Dopo il via libera alla ripresa delle udienze ordinato da un emendamento al dl Intercettazioni, si era temuto un nulla di fatto. Secondo le rappresentanze del personale giudiziario, sarebbe stata comunque necessaria una «norma primaria» per mettere fine allo smart working nei Tribunali. Ma la circolare diffusa nello scorso fine settimana da via Arenula chiarisce che non è così.

All’orizzonte era sembrato profilarsi persino uno sciopero dei cancellieri. La riapertura della Giustizia già lasciava presumere un terremoto sindacale, coi dipendenti convinti che potesse configurarsi un abuso, dietro la richiesta - suggerita al guardasigilli Alfonso Bonafede innanzitutto dagli avvocati - di tornare al lavoro in tribunale, e dismettere lo smart working. Non ci sarà motivo di rivolta, nonostante ne fossero convinte alcune rappresentanze del personale. A chiarirlo è la circolare del capo dipartimento Organizzazione giudiziaria di via Arenula, Barbara Fabbrini. Una nota chiara, dettagliata, che ricorda un dato: il dl Rilancio già consente di rimodulare il ricorso al lavoro agile negli uffici pubblici. Non sembra dunque necessario, secondo l’interpretazione del ministero della Giustizia, un dpcm di Conte per anticipare la data del 31 luglio oltre la quale l’attività del personale avrebbe comunque smesso di svolgersi, in via ordinaria, da remoto. Opzione che i sistemi informatici dei tribunali hanno finora reso in gran parte inattuabile.

La circolare firmata venerdì da Fabbrini è stata non a caso oggetto di un post pubblicato sabato su facebook dal ministro Bonafede. Il documento del capo dipartimento è essenziale per mettere fine, il 30 giugno, al lockdown dei diritti, come previsto dall’emendamento al dl Intercettazioni approvato giovedì scorso all’unanimità dalla commissione Giustizia del Senato. Certo, la norma del dl Rilancio richiamata da Fabbrini è chiara, ma poco conosciuta o sottovalutata quanto al suo significato. Al punto che l’Adgi, tra le maggiori organizzazioni rappresentative dei cancellieri, ancora giovedì scorso aveva reclamato da Bonafede una «apposita norma primaria che giustifichi, per il personale giudiziario in deroga alle leggi vigenti, la non applicazione dello smart working previsto per i pubblici dipendenti». Il capo dipartimento del ministero ricorda le linee guida diramate nelle scorse settimane, in cui già si invitava a servirsi dell’ «orario flessibile» e «pomeridiano», della «rotazione dei servizi di cancelleria». Fino a ribadire che ora, a maggior ragione, estendere l’orario e i turni può e deve essere fatto, perché consente «una più decisa riapertura delle attività amministrative e giudiziarie» con «meno presenza in contemporanea di personale». D’altra parte, ed è questo il passaggio chiave, «tale è l’indicazione voluta anche dal legislatore con il decreto legge 34/ 2020 ( il dl Rilancio, appunto, ndr) all’articolo

263» . Che, scrive Fabbrini, «indica un chiaro percorso di ripresa», tale da «dosare le misure dello smart working, previsto dall’articolo 87 del dl 18/ 2020 ( il “Cura Italia, ndr) ».

Ed è così.
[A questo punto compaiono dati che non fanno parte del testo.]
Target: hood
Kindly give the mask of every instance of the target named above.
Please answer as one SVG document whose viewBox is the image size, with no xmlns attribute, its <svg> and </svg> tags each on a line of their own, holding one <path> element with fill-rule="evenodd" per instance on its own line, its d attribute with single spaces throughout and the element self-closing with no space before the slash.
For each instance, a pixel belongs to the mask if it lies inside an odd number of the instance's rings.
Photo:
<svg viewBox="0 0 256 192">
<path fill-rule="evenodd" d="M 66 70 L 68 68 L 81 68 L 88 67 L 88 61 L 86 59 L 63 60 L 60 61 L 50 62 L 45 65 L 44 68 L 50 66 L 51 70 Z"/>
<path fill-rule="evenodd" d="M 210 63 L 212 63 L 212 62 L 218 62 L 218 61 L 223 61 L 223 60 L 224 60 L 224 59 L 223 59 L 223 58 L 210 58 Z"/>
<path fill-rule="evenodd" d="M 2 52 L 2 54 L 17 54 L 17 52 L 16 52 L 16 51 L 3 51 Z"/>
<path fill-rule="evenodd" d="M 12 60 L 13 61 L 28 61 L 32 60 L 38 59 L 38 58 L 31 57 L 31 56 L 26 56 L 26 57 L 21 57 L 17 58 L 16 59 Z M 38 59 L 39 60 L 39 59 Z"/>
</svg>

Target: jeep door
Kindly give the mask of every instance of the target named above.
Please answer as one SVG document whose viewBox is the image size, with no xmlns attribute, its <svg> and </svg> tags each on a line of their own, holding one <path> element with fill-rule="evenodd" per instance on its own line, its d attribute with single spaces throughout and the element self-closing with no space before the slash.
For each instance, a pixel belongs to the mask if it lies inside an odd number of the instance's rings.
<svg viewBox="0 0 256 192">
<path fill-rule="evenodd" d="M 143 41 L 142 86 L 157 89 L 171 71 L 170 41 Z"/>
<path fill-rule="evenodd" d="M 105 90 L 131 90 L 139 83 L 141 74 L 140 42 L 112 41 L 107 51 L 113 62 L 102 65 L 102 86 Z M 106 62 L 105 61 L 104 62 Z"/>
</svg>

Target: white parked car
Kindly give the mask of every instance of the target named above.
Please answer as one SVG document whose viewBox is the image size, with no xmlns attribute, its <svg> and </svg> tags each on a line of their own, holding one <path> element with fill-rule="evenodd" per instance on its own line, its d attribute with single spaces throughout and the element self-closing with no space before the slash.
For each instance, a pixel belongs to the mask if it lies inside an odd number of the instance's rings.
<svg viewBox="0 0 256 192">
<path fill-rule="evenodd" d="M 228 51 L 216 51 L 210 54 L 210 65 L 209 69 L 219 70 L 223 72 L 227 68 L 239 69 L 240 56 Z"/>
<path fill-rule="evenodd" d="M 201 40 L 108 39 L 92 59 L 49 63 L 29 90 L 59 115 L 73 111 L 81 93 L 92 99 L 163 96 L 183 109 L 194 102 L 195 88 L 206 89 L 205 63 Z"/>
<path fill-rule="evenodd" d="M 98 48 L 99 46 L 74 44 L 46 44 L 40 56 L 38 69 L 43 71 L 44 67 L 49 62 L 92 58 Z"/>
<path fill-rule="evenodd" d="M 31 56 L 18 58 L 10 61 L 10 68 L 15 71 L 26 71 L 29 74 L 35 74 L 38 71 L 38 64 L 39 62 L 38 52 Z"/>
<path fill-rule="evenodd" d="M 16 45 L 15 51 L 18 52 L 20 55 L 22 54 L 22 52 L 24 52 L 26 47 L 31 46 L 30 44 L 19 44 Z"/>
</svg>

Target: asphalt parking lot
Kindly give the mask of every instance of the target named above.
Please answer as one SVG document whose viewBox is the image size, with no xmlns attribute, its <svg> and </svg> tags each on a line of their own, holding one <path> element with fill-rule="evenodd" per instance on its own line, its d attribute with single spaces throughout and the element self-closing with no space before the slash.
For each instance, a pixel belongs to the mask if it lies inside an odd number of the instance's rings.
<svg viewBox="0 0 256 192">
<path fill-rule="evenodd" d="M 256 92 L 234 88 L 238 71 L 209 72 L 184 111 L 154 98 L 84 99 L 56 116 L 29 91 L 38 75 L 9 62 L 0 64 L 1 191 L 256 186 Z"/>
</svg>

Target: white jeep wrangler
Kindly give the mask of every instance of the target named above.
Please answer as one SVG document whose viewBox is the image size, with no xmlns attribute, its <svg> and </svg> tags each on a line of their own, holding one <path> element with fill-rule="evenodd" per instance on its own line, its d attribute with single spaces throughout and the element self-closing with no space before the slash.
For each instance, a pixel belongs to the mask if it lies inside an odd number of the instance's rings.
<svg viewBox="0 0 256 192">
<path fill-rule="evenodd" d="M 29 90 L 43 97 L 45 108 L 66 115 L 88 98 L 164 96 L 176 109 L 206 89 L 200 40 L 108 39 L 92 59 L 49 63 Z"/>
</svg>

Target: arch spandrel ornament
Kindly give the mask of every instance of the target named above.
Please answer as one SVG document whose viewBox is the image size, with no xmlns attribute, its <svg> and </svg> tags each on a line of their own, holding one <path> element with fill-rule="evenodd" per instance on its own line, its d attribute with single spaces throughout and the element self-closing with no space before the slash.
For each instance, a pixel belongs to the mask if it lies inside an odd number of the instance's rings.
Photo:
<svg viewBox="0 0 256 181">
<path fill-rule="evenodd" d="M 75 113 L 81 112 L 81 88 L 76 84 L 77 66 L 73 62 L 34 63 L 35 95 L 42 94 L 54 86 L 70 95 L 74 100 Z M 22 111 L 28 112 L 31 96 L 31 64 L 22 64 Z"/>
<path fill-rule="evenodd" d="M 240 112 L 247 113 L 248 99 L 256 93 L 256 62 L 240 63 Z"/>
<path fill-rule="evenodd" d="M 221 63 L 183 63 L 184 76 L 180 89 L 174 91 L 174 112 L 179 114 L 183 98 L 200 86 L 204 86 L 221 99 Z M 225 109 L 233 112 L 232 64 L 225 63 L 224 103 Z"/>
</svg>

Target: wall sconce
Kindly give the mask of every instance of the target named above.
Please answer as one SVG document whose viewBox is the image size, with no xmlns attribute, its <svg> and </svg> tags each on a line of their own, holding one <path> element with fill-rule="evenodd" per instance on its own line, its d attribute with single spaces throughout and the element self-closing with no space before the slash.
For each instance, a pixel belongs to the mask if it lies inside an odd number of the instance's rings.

L’articolo 263 recita: «Le amministrazioni adeguano le misure di cui all’articolo 87» del dl Cura Italia «sulle esigenze della progressiva riapertura di tutti gli uffici pubblici e a quelle dei cittadini» oltre che delle imprese. Un obiettivo - si legge ancora nel passaggio del dl Rilancio citato da Fabbrini - che le amministrazioni perseguono «attraverso la flessibilità dell’orario di lavoro».

Talmente chiaro che alla fine del pro- memoria il capo dipartimento di via Arenula «raccomanda» di «operare una diversa modulazione del rapporto tra lavoro in presenza» e «lavoro agile» in termini «quantitativi», ai fini di una «progressiva maggiore ripresa delle attività amministrative e giudiziarie per i mesi di giugno e luglio».

Dettaglio, quello all’ultima riga, che accoglie le richieste dell’avvocatura, di Cnf e Ocf innanzitutto, secondo cui sarebbe indispensabile riavviare la macchina ancora prima del 1° luglio, cioè già dalla prossima settimana. Ecco perché, nel suo post, Bonafede aveva scritto: «Siamo certi che dal primo luglio verrà garantito il regolare svolgimento delle udienze». Lo dice una fonte primaria, come quella sollecitata a Bonafede dal personale della Giustizia. Semplicemente, i sindacati non si erano accorti che la norma c’era già.